The Israel Electric Corporation (IEC) is a massive state-owned utility that facilitates virtually all of Israel’s electricity, and much of that used in the occupied Palestinian territories. Power is produced by coal-based power plants.
More than a dozen new natural gas electrical plants are being built throughout the country as environmentally-friendly alternatives. A gas field off the Gaza coast was under negotiation for exploitation by British Gas through the Palestinian Authority, and possible use by Israel. However, a large natural gas reserve was discovered off Israel's northern coast in January 2009 and is expected to supply the bulk of the country’s energy demands. The Israeli government also provides incentives for solar power usage.

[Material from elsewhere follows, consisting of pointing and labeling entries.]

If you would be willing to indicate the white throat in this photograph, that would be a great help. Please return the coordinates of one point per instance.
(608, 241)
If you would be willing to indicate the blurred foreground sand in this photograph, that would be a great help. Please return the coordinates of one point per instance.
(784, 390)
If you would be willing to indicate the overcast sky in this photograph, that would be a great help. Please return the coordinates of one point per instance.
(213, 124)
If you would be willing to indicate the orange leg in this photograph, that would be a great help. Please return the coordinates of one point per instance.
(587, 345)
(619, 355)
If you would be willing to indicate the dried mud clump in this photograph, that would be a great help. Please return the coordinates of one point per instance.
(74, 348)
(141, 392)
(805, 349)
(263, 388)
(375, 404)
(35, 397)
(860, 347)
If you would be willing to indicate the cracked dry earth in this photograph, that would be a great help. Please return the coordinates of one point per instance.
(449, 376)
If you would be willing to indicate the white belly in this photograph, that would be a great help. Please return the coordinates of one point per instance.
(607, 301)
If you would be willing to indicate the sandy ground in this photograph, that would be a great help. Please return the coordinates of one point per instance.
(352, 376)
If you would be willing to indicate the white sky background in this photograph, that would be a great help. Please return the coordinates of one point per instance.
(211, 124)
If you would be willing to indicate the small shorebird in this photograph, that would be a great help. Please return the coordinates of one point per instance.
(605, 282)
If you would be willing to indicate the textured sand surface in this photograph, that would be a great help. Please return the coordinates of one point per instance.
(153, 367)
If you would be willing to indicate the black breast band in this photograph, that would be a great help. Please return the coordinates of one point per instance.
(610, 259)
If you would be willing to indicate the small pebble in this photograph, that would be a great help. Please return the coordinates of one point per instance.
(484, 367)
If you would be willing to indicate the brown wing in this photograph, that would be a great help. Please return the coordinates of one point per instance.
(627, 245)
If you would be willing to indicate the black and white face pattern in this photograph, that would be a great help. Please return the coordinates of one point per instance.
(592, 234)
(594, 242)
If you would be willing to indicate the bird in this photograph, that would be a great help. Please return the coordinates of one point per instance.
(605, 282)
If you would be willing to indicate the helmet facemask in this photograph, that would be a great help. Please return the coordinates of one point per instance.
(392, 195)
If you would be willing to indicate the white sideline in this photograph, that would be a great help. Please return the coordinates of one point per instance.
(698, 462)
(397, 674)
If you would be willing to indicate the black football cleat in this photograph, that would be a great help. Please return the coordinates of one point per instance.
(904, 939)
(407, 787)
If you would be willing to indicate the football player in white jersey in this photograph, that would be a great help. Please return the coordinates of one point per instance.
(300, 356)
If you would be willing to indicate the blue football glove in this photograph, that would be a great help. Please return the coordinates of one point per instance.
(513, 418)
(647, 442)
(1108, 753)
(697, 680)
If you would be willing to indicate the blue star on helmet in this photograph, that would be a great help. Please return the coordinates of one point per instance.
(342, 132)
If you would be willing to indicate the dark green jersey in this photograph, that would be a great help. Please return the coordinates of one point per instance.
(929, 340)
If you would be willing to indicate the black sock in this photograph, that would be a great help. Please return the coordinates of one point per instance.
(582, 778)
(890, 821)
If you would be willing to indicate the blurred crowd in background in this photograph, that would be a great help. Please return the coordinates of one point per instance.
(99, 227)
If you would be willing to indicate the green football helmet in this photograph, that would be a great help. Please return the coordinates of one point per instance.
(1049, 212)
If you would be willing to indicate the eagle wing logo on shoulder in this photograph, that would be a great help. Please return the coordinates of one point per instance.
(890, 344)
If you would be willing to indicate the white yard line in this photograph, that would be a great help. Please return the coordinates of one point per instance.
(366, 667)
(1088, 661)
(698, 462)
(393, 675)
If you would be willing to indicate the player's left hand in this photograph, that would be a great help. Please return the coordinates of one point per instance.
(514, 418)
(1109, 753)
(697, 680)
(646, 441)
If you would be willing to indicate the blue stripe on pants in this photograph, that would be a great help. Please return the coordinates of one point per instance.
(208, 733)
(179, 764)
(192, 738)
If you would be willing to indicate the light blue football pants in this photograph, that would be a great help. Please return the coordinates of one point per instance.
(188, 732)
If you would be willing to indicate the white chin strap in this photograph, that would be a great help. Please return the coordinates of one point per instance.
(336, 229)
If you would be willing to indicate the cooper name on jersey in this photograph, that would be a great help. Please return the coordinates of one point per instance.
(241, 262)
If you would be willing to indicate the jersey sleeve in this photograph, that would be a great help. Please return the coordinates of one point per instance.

Water is a politically contentious issue, as the region's main aquifers are located in occupied territory. Israel experiences shortages of fresh water due to its semi-arid climate and over-pumping of its main fresh water source, the Sea of Galilee. The Israeli Water Authority recently announced that by 2070 it expects that the Jordan river, an important fresh water source, will be completely depleted.
The Israel National Water Co., or Mekorot, is the main developer of Israel’s water management technologies. Its projects include the world’s largest reverse-osmosis desalination plant that began operating in 2006 in Ashdod, on the Mediterranean coast. The plant supplies five to six percent of Israel’s total water needs, or 13 percent of its domestic usage. The Administration for the Development of Sewage is currently overseeing the construction and planning of approximately 52 new sewage treatment plants around the country.
The Israeli Land Administration is responsible for 93 percent of the land of Israel. This land, owned by the Jewish National Fund and the Development Agency, can be leased for residential, agricultural or commercial usages for a term of either 49 or 98 years.
The Jewish National Fund also promotes Jewish immigration to Israel, and despite a 2005 High Court ruling that land administration cannot be carried out on the basis of ethnicity, the Israeli Land Administration rarely if ever leases land to Arabs.
The Israeli government intends to invest NIS 3.5 billion over the next 25 years in strengthening public buildings against earthquakes, a serious threat to the region.
In 2010, Macro Center for Political Economics revealed in a study that the cost of construction in illegal West Bank settlements over the last 40 years was a total of USD 17.4 billion. The residential buildings involved the highest cost, nearly USD 13.7 billion (78 percent of the total). The cost of public institutions in the settlements was more than USD 1.1 billion, of which USD 380 million were invested in 644 educational institution and USD 318 million in sports facilities.
Between 2004 and 2008, 6657 new buildings were added to the settlements, 4379 new apartments and 1526 private houses were built. There is a trend that most of the construction in the West Bank settlements is taking place on the west side of the Wall. Between 2004-2008 the addition of the buildings on the west side was 5900, compared to 757 on the east side. According to the study, the explanation why there is much higher construction on the west side of the Wall, lies in the policies of the Israeli government until 2008.
As of 2006, there were no monopolies in the fixed telephone, cell phone, broadband Internet, or cable television industries. Nearly three million fixed landlines were in operation, while the cell phone industry comprised a total of 7.7 million customers. The largest telephone company is still the former monopoly Bezeq while only two major cable television providers are in operation. There are four cell phone providers and five major names in the broadband service industry.